Сердце падает прямо в пятки, и, если бы не драгоценная ноша в руках, они бы точно опустились.
– Не встречу. Теперь вы сами по себе, а я – сам по себе. Прощай.
– Но…
Удивленно смотрю на телефон, из которого доносятся гудки. Что? он положил трубку? Быть того не может!
Набираю снова и снова, но это бесполезно. Отец моего ребенка, мой муж, занес меня в черный список в день, когда я вышла и роддома…
Глава 1
*Вика*
Настоящее время
– Слушай, ну так продолжаться не может, у тебя уже мешки под глазами до колен, а волосы… Божечки… – Иришка отпивает чай и смотрит на меня из-под кипы бумаг. Я в ответ только качаю головой, мне совсем не важно, как я выгляжу. Главное одно – нужно закончить все дела ровно до пяти часов, иначе мою крошку снова оставят стоять одну в холодном холле интерната для инвалидов. Я должна успеть!
– Тебе нужно заняться собой, иначе… – подружка недовольно качает головой.
– Что же случится? – переписываю данные сотрудников в табель, и спешно печатаю еще один.
– Ты никогда не найдешь себе мужика, вот что иначе!
Это сообщение я оставляю без внимания, потому что мужчина – последнее, что мне нужно в этой жизни. Хватит с меня и бывшего мужа, который оставил в самый важный и страшный день жизни одну без денег и жилья.
Иришка же встает, и, оглянувшись на дверь (не услышит ли кто), подходит к моему столу.
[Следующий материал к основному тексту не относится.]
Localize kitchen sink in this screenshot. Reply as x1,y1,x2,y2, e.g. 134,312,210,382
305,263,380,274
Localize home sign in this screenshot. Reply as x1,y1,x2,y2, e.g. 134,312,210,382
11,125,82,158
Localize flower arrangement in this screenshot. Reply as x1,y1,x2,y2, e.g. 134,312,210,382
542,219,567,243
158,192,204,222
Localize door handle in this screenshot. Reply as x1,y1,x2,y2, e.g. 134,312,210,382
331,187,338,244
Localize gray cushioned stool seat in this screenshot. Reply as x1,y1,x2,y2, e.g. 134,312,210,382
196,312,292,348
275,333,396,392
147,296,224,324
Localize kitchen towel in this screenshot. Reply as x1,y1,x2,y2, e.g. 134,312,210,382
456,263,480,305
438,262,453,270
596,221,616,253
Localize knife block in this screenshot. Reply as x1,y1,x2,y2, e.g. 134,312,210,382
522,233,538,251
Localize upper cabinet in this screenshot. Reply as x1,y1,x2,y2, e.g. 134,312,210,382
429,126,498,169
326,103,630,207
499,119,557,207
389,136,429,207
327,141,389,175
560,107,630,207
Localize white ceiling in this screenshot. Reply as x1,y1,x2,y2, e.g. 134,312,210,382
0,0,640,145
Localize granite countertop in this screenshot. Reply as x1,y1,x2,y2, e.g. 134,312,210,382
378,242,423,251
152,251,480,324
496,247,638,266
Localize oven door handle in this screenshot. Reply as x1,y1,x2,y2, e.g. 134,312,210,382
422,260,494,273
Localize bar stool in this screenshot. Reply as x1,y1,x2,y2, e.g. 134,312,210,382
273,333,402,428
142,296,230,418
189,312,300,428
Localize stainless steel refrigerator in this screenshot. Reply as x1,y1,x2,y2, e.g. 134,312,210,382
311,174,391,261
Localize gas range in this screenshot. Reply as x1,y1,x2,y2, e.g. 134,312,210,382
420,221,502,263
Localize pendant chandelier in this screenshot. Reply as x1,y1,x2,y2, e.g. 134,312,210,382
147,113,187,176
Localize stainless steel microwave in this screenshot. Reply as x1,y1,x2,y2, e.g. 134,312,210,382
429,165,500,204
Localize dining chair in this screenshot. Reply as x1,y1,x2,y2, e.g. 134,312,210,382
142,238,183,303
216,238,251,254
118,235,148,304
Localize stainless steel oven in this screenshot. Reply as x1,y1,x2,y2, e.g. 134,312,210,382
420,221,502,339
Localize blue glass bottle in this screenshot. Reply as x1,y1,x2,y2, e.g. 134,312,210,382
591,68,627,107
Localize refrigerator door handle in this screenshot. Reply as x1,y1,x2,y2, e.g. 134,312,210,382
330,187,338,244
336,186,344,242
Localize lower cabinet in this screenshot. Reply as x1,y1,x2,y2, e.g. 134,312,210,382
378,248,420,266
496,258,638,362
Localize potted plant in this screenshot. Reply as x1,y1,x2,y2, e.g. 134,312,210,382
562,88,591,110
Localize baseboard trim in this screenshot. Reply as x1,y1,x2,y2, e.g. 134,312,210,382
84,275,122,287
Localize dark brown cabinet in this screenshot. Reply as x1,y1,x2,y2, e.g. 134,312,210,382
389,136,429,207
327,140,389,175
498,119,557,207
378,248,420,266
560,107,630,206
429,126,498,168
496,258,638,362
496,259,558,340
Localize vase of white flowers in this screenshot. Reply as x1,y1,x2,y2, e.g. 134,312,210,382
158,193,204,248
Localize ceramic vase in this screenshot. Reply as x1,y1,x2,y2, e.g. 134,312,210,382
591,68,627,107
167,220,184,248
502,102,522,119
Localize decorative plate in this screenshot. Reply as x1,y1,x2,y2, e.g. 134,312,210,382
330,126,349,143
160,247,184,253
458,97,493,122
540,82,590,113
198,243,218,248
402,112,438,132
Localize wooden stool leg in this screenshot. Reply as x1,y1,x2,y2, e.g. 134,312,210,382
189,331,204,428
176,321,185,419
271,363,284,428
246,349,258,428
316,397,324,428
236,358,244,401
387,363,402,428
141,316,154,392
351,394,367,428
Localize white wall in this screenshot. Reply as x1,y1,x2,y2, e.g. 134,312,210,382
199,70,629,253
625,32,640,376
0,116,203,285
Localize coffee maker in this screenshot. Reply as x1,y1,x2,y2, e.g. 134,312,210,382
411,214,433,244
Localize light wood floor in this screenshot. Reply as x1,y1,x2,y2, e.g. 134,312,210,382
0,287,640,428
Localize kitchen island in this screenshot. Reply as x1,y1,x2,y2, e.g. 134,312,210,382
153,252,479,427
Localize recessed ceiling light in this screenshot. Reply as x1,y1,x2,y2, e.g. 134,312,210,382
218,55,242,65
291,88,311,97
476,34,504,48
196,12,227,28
Отодвигает кипу бумаг с краю и присаживается так, чтобы нависнуть над моим ухом.
Раздраженно выдыхаю и поднимаю глаза, в ожидании.
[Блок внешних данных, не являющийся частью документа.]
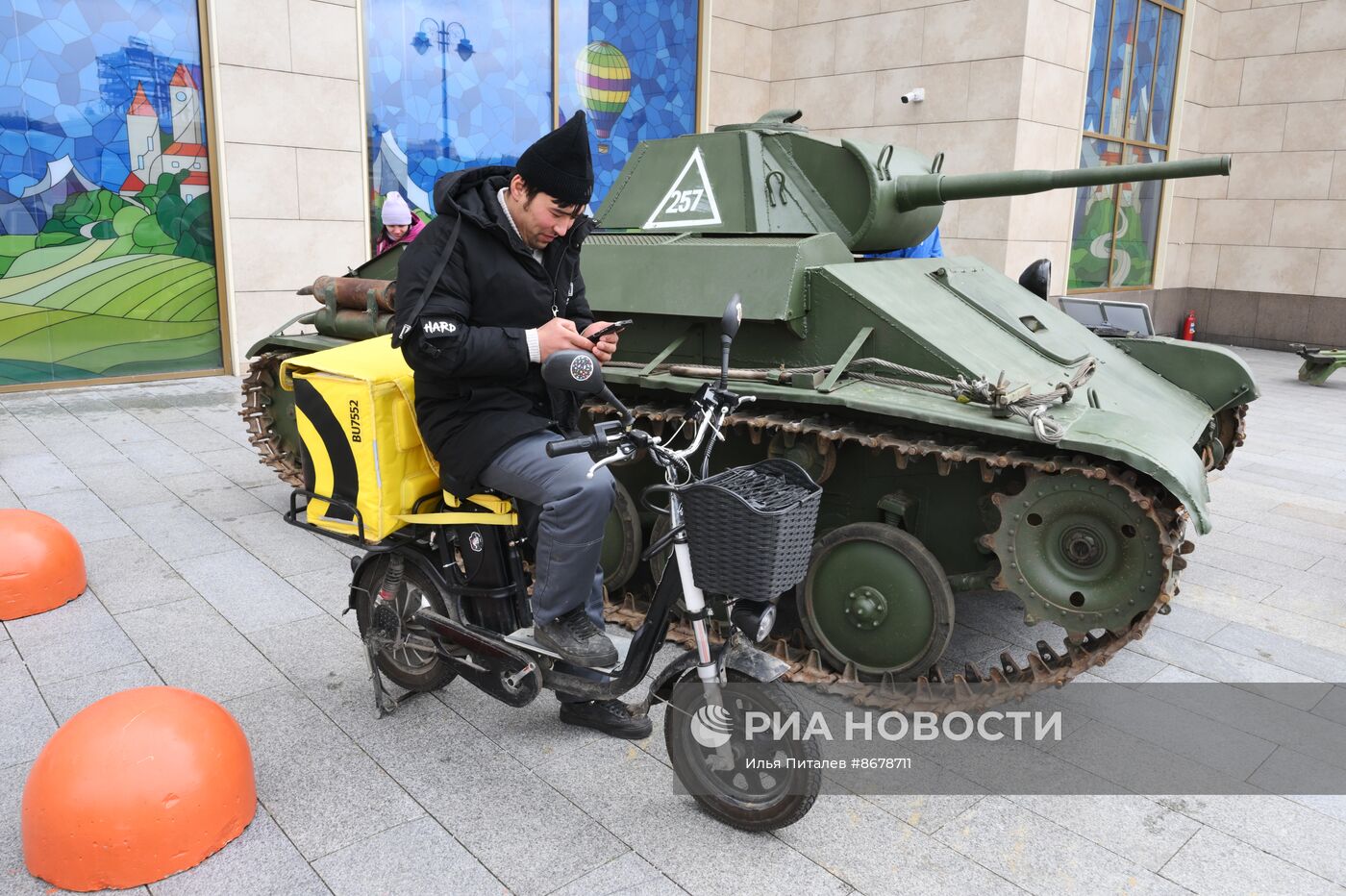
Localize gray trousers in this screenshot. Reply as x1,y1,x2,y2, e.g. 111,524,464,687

– А может, нашего нового директора охамутаешь? У него знаешь сколько деньжищ? Да и красавчик… – Иришка закатывает глаза и причмокивает губами. – И задница – во!
Отвожу в сторону ее руку с поднятым вверх пальцем.
– Может быть, он и красавчик, но требования у него – ужас, – киваю на монитор, в котором открыто одновременно несколько программ.
Как успеть сделать за день несколько отчетов, когда нас в отделе осталось всего двое? Уже неделю в компании все стоит вверх ногами – люди, не успев даже познакомиться с новым руководством, спешно покидают насиженные места, кипами подписывая увольнительные.
– Ты просто его не видела, – усмехается Иришка и медленным шагом направляется к своему столу. – Грудь… Губы… Задница… А руки…мммм… Жаль, эти отчеты вечером понесу к нему не я. Уж я бы не упустила такой шанс!
Она взбивает прическу рукой с ярко-красным маникюром и демонстративно облизывает губы. Не удержавшись, мы смеемся – обе понимаем, что ничего предосудительного Иринка бы никогда не посмела сделать.
– Но по поводу мужика я серьезно, – вдруг подает голос она. – Тебе давно уже пора снять стресс. Хотя бы. И показать свою МарьИванну не только гинекологу!
Пуляю в нее бумажный шарик, и девушка со смехом скрывается за монитором.
Весь остаток дня похож на цирк, только коней не хватает. Голова начинает пухнуть, глаза слезиться. Работы очень много, потому что начальница одной из первых написала заявление об уходе, оставив меня исполняющей обязанности. Отслеживая стрелку часов, я с ужасом понимаю, что могу не успеть до пяти вечера, и от этого на душе становится так тяжело, что хочется выть волком.
Но выбора нет, и вот уже без пяти пять я стою в приемной нового директора со всеми своими отчетами.
– Он сегодня не в духе, – пожимает плечами секретарь, когда я кладу ей на стол бумаги. – Поэтому занеси, пожалуйста, все это сама.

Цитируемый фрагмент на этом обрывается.